18. Fairness And Validity
4. Fairness As An Important Aspect Of Validity (continued)
Willingham and Cole see fairness as having three qualities linked to validity:
(1) comparable opportunities for test takers to show their knowledge and skills;
(2) comparable test tasks and scores;
(3) comparable treatment of test takers in test interpretation and use.
Xi both expands the definition of test fairness and offers a new framework for investigating fairness issues.
19. Xi's Framework
Xi states that fairness is “comparable validity for identifiable and relevant groups across all stages of
assessment, from assessment conceptualization to use of assessment results,” where “construct-irrelevant
factors, construct under-representation, inconsistent test administration practices, inappropriate decision-
making procedures or use of test results have no systematic or appreciable effects on test scores, test score
interpretations, score-based decisions and consequences for all relevant groups of examinees”.
20. Xi's Framework
Consists a fairness argument embedded within a validity argument. A validity argument is a chain of inferences that
leads a test user to appropriate interpretations of test results. Xi’s validity argument framework consists of six
successive sub-arguments, that: (1) there is evidence that the domain of L2 use which is of interest, provides a
meaningful basis for our observations of test-taker performance on the test; (2) there is evidence that the observed
test scores reflect that domain of L2 use and not construct-irrelevant factors; (3) there is evidence that the observed
scores on the test are generalizable over similar language tasks on other, similar tests; (4) there is evidence that the
abovementioned generalization of observed scores can be linked to a theoretical interpretation (i.e., The construct,
the theoretical skill) of such scores; (5) there is evidence that the theoretical construct can explain the L2 use in
actual situations envisioned by the users of the test; and (6) there is evidence that the language-test results are
“relevant, useful, and sufficient” for determining the level of L2 ability. Each of these sub-arguments is supported
by certain assumptions.
21. Xi's Framework
Embedded in the above chain of sub-arguments and underlying assumptions, xi proposes, can be a fairness
argument, which consists in part of a series of rebuttals, one or more posed to each of the validity sub-
arguments. One can conceive of such rebuttals as research questions into the degree of fairness of a given
language test, i.e., each rebuttal serves as a practical check on the claims of each sub-argument. For example,
to the first of the sub-arguments above, one can ask whether or not the domain of L2 use actually provides a
meaningful basis for observations of test-taker performance.

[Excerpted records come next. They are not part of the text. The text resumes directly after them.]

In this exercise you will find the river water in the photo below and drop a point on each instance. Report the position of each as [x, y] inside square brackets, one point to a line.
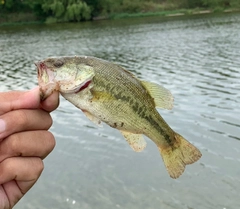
[195, 57]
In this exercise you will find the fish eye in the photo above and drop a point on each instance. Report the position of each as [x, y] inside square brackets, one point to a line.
[58, 63]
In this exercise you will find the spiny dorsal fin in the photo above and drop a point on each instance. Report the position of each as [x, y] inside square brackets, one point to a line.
[162, 97]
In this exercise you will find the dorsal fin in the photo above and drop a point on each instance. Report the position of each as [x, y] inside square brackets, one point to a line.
[162, 97]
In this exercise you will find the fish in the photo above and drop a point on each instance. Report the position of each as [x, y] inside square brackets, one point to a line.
[107, 92]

22. Kunnan’s Test Context Framework
This approach is intended to consider the wider political, educational, Cultural, social, economic, legal, and historical
aspects of a test. In this it differs somewhat from other, more psychometrically focused approaches considered above,
such as DIF, or even xi’s fairness argument framework. It has a certain overlap with Kane’s (2010) applications of
political and legal concepts to language testing, and it also resonates with the analyses of power relations in language
testing offered by Shohamy (2001), both mentioned above.
Kunnan’s approach thus brings wider social factors into consideration when evaluating the fairness of a language test.